To define your customers, you can audit your online followers, collect the data you already have in your CRM, survey clients, etc. The customer audit will help you see patterns to describe your ideal customer: their demographics, psychographics, interests, purchasing habits, problems, and fears.

Demographic attributes reveal the age, gender, race, ethnicity, and religion of your ideal customers. Knowing all these characteristics will help you develop services that your patients find useful. If your audience is 50- to 65-year-old patients, for instance, they’ll find some medical services and checkups more attractive, such as preventive care tests, cancer screenings, high blood pressure screenings, and osteoporosis screenings.

Psychographics offer a deeper understanding of your customers’ beliefs and values. They include things like:

  • Activities: Netflix, swimming, cooking healthy meals
  • Lifestyle: Introvert, extrovert, eco lifestyle, outdoor enthusiast
  • Values: Family, career 
  • Aspirations: Work-life balance, fitness
  • Pain points and fears: Low-quality medical services, hidden charges

Psychographic categories allow you to align your services with the way people think, their pain points, and their emotional triggers.

Socioeconomic attributes are related to education, income, neighborhood, and household size. They help you see what category your best patients fall into, manage your prices, and better meet your customers’ expectations.

Geographic information helps you not only target your patients with relevant ads but also get information about the culture in their area.

As soon as you collect the data above, you’ll be able to better understand your patients’ needs, wants, goals, and challenges, frame the benefits of your services to match your clients’ needs, and identify marketing channels to promote your services effectively with the right message in the right places.

You can create several target audience profiles to embrace all possible customers and tailor a variety of messages. Here are some ideas of information to include in your own customer profile template:

personal brand for physician

The more you know about your customers, the better the chance you have of personalizing your messages to them and marketing your brand as a physician. 

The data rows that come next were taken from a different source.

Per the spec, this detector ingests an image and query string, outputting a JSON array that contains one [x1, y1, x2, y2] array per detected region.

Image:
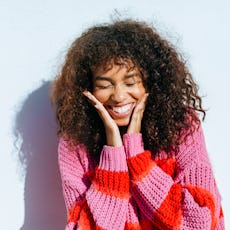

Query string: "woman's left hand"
[[127, 93, 149, 134]]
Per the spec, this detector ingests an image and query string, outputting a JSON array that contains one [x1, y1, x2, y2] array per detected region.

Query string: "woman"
[[51, 19, 224, 229]]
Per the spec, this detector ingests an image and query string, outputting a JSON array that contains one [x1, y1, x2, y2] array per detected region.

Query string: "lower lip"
[[107, 104, 134, 119]]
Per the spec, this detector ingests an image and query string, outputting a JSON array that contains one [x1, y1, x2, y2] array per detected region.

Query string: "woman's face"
[[92, 62, 146, 126]]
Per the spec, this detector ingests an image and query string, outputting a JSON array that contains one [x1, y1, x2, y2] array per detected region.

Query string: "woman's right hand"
[[83, 91, 123, 147]]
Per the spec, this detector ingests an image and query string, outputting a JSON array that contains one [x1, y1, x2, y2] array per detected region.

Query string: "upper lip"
[[106, 103, 134, 108]]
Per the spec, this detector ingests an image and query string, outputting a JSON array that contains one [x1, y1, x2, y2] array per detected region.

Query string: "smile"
[[106, 103, 134, 118], [112, 104, 133, 114]]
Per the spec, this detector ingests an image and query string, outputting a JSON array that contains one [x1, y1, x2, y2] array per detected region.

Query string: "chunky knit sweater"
[[58, 125, 224, 230]]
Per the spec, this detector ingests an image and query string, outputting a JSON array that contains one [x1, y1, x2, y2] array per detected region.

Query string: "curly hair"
[[51, 19, 206, 162]]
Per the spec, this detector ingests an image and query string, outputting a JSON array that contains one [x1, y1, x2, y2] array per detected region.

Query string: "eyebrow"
[[94, 76, 111, 82], [94, 73, 141, 82]]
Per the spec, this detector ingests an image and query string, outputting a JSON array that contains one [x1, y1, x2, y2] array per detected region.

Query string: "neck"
[[119, 126, 127, 137]]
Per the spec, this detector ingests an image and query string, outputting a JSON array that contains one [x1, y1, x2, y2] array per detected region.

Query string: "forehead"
[[92, 58, 138, 76]]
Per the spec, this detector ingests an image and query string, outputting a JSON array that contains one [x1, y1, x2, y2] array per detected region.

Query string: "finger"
[[83, 91, 114, 124], [83, 91, 105, 112], [133, 93, 149, 114], [83, 91, 99, 106], [127, 93, 149, 134]]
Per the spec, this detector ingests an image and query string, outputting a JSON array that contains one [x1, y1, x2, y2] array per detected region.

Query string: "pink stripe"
[[181, 189, 211, 229], [123, 133, 144, 158], [133, 166, 173, 216], [99, 145, 128, 172], [86, 186, 128, 230], [126, 197, 139, 223], [65, 222, 76, 230]]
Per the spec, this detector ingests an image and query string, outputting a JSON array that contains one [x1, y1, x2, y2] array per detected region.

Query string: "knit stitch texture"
[[58, 125, 224, 229]]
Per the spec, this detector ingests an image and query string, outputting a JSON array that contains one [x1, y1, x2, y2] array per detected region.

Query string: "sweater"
[[58, 125, 225, 230]]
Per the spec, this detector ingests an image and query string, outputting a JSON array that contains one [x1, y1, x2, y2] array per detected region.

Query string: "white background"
[[0, 0, 229, 229]]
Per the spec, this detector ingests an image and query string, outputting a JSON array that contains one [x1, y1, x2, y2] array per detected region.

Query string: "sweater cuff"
[[98, 145, 128, 172], [123, 133, 145, 158]]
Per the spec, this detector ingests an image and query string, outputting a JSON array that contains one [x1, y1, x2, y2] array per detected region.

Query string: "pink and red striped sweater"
[[58, 125, 224, 229]]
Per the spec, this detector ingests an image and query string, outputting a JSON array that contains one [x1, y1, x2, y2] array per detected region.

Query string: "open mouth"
[[106, 103, 135, 118]]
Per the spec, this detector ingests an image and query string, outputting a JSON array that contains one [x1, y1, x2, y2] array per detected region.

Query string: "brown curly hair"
[[51, 19, 205, 162]]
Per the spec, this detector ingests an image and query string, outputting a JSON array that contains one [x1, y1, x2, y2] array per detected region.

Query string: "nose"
[[111, 85, 126, 103]]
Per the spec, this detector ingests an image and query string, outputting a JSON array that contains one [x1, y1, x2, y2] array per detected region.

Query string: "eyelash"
[[97, 85, 112, 89], [96, 81, 139, 89], [125, 82, 137, 86]]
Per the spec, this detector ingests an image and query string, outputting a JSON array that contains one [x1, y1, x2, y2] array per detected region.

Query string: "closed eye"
[[126, 83, 136, 86], [95, 84, 113, 89], [125, 81, 140, 87]]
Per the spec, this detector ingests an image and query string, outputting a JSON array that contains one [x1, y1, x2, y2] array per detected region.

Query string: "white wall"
[[1, 0, 229, 229]]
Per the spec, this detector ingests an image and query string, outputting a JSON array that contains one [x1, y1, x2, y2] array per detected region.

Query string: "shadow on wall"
[[14, 81, 66, 230]]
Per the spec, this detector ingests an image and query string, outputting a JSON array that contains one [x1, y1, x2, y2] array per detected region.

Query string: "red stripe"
[[67, 200, 85, 224], [152, 184, 182, 229], [127, 151, 156, 182], [93, 168, 129, 198], [155, 157, 176, 178], [124, 222, 141, 230], [220, 206, 224, 218], [67, 199, 96, 229]]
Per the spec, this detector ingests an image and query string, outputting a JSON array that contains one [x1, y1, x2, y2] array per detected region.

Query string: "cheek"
[[131, 85, 146, 98], [92, 90, 109, 103]]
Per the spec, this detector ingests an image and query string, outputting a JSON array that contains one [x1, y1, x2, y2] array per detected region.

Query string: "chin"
[[115, 118, 130, 127]]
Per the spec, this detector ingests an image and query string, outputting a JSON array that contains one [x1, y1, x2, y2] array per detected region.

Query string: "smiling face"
[[92, 61, 146, 126]]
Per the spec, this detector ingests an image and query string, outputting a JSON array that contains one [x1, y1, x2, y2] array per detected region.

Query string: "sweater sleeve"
[[123, 127, 224, 229], [58, 138, 130, 230]]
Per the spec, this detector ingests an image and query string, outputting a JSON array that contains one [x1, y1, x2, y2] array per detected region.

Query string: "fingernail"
[[83, 91, 89, 96], [144, 93, 149, 99]]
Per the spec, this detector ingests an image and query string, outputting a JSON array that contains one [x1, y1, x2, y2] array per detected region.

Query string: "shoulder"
[[58, 136, 95, 176], [176, 123, 211, 170], [58, 136, 86, 160]]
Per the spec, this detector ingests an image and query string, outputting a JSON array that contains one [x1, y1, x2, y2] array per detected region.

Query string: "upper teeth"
[[112, 104, 132, 113]]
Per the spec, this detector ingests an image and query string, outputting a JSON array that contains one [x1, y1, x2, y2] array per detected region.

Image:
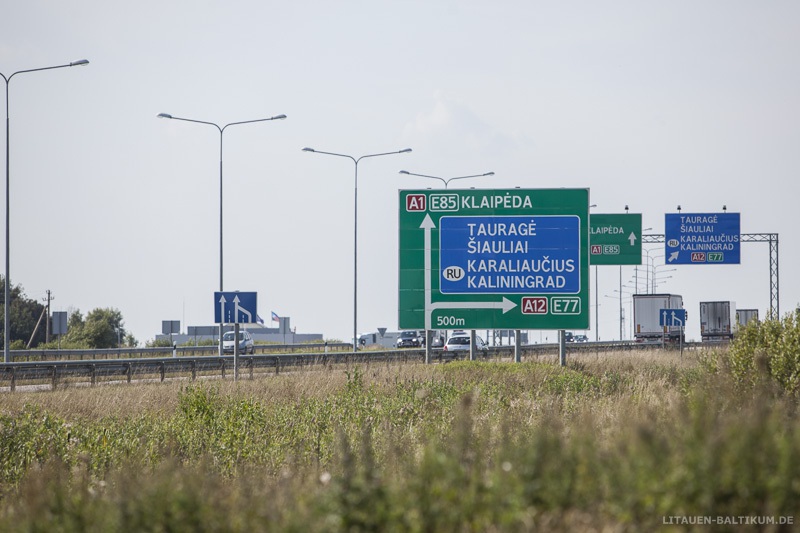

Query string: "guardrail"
[[0, 349, 463, 392], [6, 342, 354, 362], [0, 340, 704, 392]]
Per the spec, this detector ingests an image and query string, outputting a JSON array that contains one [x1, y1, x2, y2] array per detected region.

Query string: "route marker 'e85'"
[[399, 189, 590, 331]]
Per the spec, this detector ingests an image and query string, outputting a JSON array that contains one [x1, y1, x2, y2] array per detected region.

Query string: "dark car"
[[396, 330, 423, 348]]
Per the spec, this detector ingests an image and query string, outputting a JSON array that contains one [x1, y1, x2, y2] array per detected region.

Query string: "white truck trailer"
[[633, 294, 685, 343], [700, 301, 736, 341], [736, 309, 759, 330]]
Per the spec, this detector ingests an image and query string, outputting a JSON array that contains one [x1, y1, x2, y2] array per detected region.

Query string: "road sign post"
[[659, 308, 686, 356], [399, 189, 590, 339], [214, 292, 258, 324], [214, 291, 257, 383]]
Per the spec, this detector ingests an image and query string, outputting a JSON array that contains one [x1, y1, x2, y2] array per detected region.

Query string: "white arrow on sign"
[[668, 251, 679, 262], [233, 295, 252, 324], [628, 232, 637, 246], [420, 214, 517, 330], [671, 310, 683, 326], [430, 298, 517, 313], [219, 294, 227, 323]]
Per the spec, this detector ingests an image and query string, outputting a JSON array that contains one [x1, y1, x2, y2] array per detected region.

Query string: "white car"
[[443, 334, 488, 356], [222, 330, 255, 354]]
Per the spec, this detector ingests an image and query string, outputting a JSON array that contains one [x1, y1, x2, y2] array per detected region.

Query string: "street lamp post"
[[158, 112, 286, 355], [2, 59, 89, 363], [643, 248, 664, 294], [303, 147, 412, 353], [398, 170, 494, 189], [399, 169, 493, 363], [634, 227, 653, 294]]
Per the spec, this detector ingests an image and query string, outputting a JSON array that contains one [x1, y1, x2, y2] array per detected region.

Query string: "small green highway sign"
[[589, 213, 642, 265], [399, 188, 590, 331]]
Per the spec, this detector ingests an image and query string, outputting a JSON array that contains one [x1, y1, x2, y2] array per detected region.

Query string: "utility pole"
[[43, 290, 53, 343]]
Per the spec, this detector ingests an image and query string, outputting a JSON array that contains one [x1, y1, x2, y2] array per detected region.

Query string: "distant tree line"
[[0, 277, 137, 349]]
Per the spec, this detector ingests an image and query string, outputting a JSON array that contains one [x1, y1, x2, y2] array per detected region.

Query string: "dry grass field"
[[1, 317, 798, 532]]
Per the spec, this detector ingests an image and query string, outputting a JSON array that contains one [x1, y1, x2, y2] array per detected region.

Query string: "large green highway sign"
[[399, 189, 590, 331], [589, 213, 642, 265]]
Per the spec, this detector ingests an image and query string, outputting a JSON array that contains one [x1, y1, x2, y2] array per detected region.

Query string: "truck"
[[700, 301, 736, 341], [736, 309, 759, 331], [358, 331, 400, 349], [633, 293, 685, 343]]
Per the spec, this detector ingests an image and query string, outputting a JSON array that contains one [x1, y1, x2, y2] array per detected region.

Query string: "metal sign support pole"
[[233, 322, 240, 382]]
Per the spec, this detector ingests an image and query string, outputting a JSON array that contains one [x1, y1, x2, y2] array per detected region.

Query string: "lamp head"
[[399, 170, 410, 175], [399, 148, 412, 153], [70, 59, 90, 67], [157, 113, 173, 119], [485, 172, 495, 176], [302, 147, 315, 152], [273, 114, 287, 120]]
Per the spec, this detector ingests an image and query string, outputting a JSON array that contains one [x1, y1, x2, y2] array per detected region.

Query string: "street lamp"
[[303, 147, 412, 352], [2, 59, 89, 363], [398, 170, 494, 189], [643, 249, 665, 294], [634, 227, 652, 293], [608, 292, 633, 339], [158, 112, 286, 355], [651, 265, 675, 293]]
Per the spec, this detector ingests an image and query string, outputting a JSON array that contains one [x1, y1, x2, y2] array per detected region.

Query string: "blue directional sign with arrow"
[[214, 292, 258, 324], [665, 212, 740, 265], [659, 308, 686, 327]]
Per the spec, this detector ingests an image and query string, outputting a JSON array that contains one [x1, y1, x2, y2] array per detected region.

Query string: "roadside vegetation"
[[1, 315, 799, 531]]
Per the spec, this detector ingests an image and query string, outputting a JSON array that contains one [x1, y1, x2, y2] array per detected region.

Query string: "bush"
[[727, 313, 800, 395]]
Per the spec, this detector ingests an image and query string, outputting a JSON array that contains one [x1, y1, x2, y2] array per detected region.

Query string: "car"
[[574, 335, 589, 343], [443, 334, 489, 356], [222, 330, 255, 354], [396, 330, 424, 348]]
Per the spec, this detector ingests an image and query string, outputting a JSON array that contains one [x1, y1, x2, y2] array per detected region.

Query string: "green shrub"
[[727, 313, 800, 395]]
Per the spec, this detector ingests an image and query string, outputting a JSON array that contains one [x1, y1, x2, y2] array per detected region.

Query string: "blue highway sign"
[[659, 308, 687, 327], [439, 215, 580, 294], [665, 212, 740, 265], [214, 291, 258, 324]]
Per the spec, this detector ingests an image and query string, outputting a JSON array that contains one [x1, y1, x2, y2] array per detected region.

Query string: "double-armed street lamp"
[[398, 170, 494, 189], [2, 59, 89, 363], [303, 147, 412, 352], [158, 112, 286, 355]]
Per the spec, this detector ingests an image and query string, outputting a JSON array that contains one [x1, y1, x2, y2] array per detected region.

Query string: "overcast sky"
[[2, 0, 799, 344]]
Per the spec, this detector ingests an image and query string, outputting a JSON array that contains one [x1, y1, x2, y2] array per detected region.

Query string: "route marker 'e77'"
[[399, 189, 590, 331]]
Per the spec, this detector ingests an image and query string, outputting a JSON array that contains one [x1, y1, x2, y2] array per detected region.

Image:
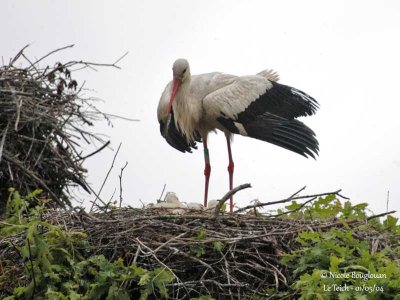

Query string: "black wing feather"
[[159, 110, 200, 153], [217, 82, 319, 158], [241, 81, 319, 120]]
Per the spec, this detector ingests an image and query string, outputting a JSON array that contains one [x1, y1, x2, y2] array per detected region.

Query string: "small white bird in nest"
[[164, 192, 180, 204], [186, 202, 204, 210]]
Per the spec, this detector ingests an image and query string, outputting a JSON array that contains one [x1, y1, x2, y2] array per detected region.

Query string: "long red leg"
[[226, 135, 234, 213], [203, 137, 211, 208]]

Step 5. Be consistent with your brand

Consistency builds confidence. Vanessa McGovern

Your audience will learn to recognize your brand after they’ve had a few experiences with it. That means all content that you produce — blogs, podcasts, lectures, websites, social media accounts, etc. — should be in line with your brand. This includes not only using your logo, color palette, and other visual elements across your website and social networks but also your overall stance across all platforms. Be consistent in your tone of communication. For example, if you communicate complicated medical information in a simple way and in general language, you shouldn’t create posts full of medical terms in a formal style.

Pro tip: You can endorse your digital appearance with offline elements such as office decor, business cards, brochures, branded stationery, and even lollipops for young patients. The possibilities are endless.

Final thoughts

Your personal brand allows you to stand out from the crowd. Personal branding allows you to demonstrate your skills and strengths to current and potential clients. While building a brand takes a lot of time and effort, the benefits are huge if done effectively. A personal brand helps you cultivate an audience that trusts you and advocates for you along with a network of experts who recognize your value and consider you first when new opportunities arise.

The key to developing a successful brand and becoming truly influential is to consistently show up and sell your story so that people feel compelled to buy your services. Follow the five easy steps above to become a brand your patients will always come back to.